O testemunho emocionado do dr. Matheus Merlin Felizola, um dos médicos da Força-tarefa AMB Covid-19

“Cheguei em Manaus na madrugada de 10 para 11 de fevereiro. Logo em seguida, bem cedo, já estava no plantão na UTI de campanha do Hospital Nilton Lins.

A UTI havia sido aberta há menos de uma semana, então certos fluxos estavam desorganizados. Ficou claro que havia muito trabalho a ser feito. Além disso, conversando com os colegas manauaras, ficou evidente o cansaço da equipe como um todo – médicos, enfermeiros, técnicos e fisioterapeutas.

Parte do cansaço, inclusive mental, vinha dos dias de colapso com falta de oxigênio. Diversos colegas viveram esse pesadelo, que ainda está fresco na cabeça de todos.

Durante três dias, fui escalado para plantões diurnos no hospital com as dras. Cyntia Naomi e Letícia – também médicas da força-tarefa. Junto com alguns colegas locais, como o dr. Wagner e a enfermeira. Mara, conseguimos criar determinadas rotinas para melhorar o serviço, como a passagem da ronda na beira do leito e a criação de um grupo para obter com mais facilidade as radiografias dos pacientes.

Bom, após esses três dias, fui deslocado para a UTI do HPS Platão Araújo. Lá tive o prazer de trabalhar com grandes médicos da força tarefa AMB-COVID. Nós todos, junto com os colegas manauaras (com destaque para enfermeira Emília Maeda), também conseguimos ajudar no cuidado de pacientes muito graves.

No total, foram seis dias de plantão na UTI do HPS Platão Araújo de muito, muito, muito trabalho. E infelizmente muitos óbitos. Apesar do esforço de toda equipe, o que vimos foram pacientes muito graves e, assustadoramente, muito jovens.

Entre as tarefas que tínhamos para fazer, coube a mim, durante três dias, a realização dos boletins médicos por telefone e essa talvez tenha sido a tarefa mais difícil de todo o período que estive aqui.

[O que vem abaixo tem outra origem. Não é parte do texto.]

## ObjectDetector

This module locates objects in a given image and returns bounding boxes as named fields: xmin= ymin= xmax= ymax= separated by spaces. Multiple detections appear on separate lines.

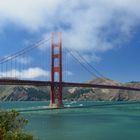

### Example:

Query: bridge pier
xmin=50 ymin=33 xmax=63 ymax=108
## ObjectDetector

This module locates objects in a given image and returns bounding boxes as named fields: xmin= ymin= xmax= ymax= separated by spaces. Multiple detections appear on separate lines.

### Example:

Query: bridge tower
xmin=50 ymin=32 xmax=63 ymax=108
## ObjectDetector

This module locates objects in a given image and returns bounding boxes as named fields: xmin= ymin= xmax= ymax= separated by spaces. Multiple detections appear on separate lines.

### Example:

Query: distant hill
xmin=0 ymin=78 xmax=140 ymax=101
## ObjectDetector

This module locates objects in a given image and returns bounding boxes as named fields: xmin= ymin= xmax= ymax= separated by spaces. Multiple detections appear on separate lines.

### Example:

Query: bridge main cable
xmin=0 ymin=38 xmax=51 ymax=64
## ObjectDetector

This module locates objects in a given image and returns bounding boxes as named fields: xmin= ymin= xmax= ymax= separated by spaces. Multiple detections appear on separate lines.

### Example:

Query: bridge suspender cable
xmin=66 ymin=49 xmax=99 ymax=78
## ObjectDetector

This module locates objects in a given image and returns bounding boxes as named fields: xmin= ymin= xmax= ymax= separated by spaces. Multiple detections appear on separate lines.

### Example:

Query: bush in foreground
xmin=0 ymin=110 xmax=35 ymax=140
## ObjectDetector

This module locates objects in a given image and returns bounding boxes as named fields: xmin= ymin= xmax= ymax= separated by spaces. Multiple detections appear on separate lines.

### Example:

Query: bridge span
xmin=0 ymin=79 xmax=140 ymax=91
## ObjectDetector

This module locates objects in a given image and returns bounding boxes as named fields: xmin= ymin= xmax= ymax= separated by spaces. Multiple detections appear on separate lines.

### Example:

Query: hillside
xmin=0 ymin=78 xmax=140 ymax=101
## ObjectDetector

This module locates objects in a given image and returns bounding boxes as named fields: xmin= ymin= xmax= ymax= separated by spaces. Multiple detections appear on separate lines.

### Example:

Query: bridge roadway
xmin=0 ymin=79 xmax=140 ymax=91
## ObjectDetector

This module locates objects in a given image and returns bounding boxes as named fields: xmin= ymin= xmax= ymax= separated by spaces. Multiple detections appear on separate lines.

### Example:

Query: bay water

Falar para uma pessoa que seu familiar está em estado grave, que pode morrer mesmo com todo o suporte, é complicado em qualquer situação, mas por telefone é especialmente difícil.

Como fazer isso mantendo a humanidade e acolhendo as famílias? Imagine a situação de ter que fazer isso com 20 famílias diferentes e responder aos anseios de todos.

Foi possível perceber diferentes formas com as quais os familiares lidavam com as informações. Alguns, mais passivos, apenas escutavam e respondiam: “Vamos continuar orando e confiando em vocês”.

Outros, mais agressivos, eram algo ríspidos, talvez jogando em nós a responsabilidade pela doença.

E ainda alguns mais ativos, questionadores, perguntavam sobre FiO2, saturação, noradrenalina, para os quais eu me preocupava em passar dados, para o conforto dos familiares, mas sempre com a ressalva de que, fora do contexto, eram apenas informações soltas. No geral, independentemente do perfil do familiar, a sinceridade de que estávamos fazendo o máximo sempre os confortava.
Por fim, deixo Manaus mudado com o que vi. Com um misto de orgulho, por termos feito pequenas diferenças, e de impotência, por termos presenciado tantos óbitos.

AGRADECIMENTO AOS COLEGAS

Não posso deixar de agradecer aos colegas da força-tarefa AMB COVID que embarcaram nessa missão.

Primeiro gostaria de deixar registrado o orgulho que foi ver diversos médicos recém-formados, que, a despeito da pouca experiência, não se omitiram e vieram, dentro das suas capacidades, ajudar os doentes manauaras.

É sempre revigorante atuar ao lado de médicos novos e ver o zelo e preocupação com que cuidam dos pacientes. Faço questão de registrar o nome do todos que compartilharam esse período comigo: drs. Lucas Menezes, Lucas Caetano, Diego, João Paulo, Kenji, Gustavo, Higor, Verônica, Flávia, Caroline, Nicole, Camila, Cyntia Naomi e Letícia.

Agradeço também aos colegas mais experientes, que saíram de sua zona de conforto e atenderam ao chamado da AMB em um momento de tanta necessidade. Obrigado dra. Muriel, dra. Marília e dra Cibele.

Por fim, deixo o agradecimento, e os votos de que esse pesadelo acabe logo, aos colegas Manauaras, que têm atendido no olho do furacão desde a primeira onda da COVID-19. Ao longo de dez dias, tive o prazer de atender ao lado de diversos profissionais excepcionais, que me ensinaram muito e foram muito “parceiros” ao longo dos plantões. Deixo agradecimentos especiais ao dr. Wagner (diarista da UTI do hospital Nilton Lins), a enfermeira Mara (UTI Nilton Lins), a enfermeira Emília Maeda (UTI HPS Platão Araújo) e ao fisioterapeuta Vinícius (HPS Platão Araújo).”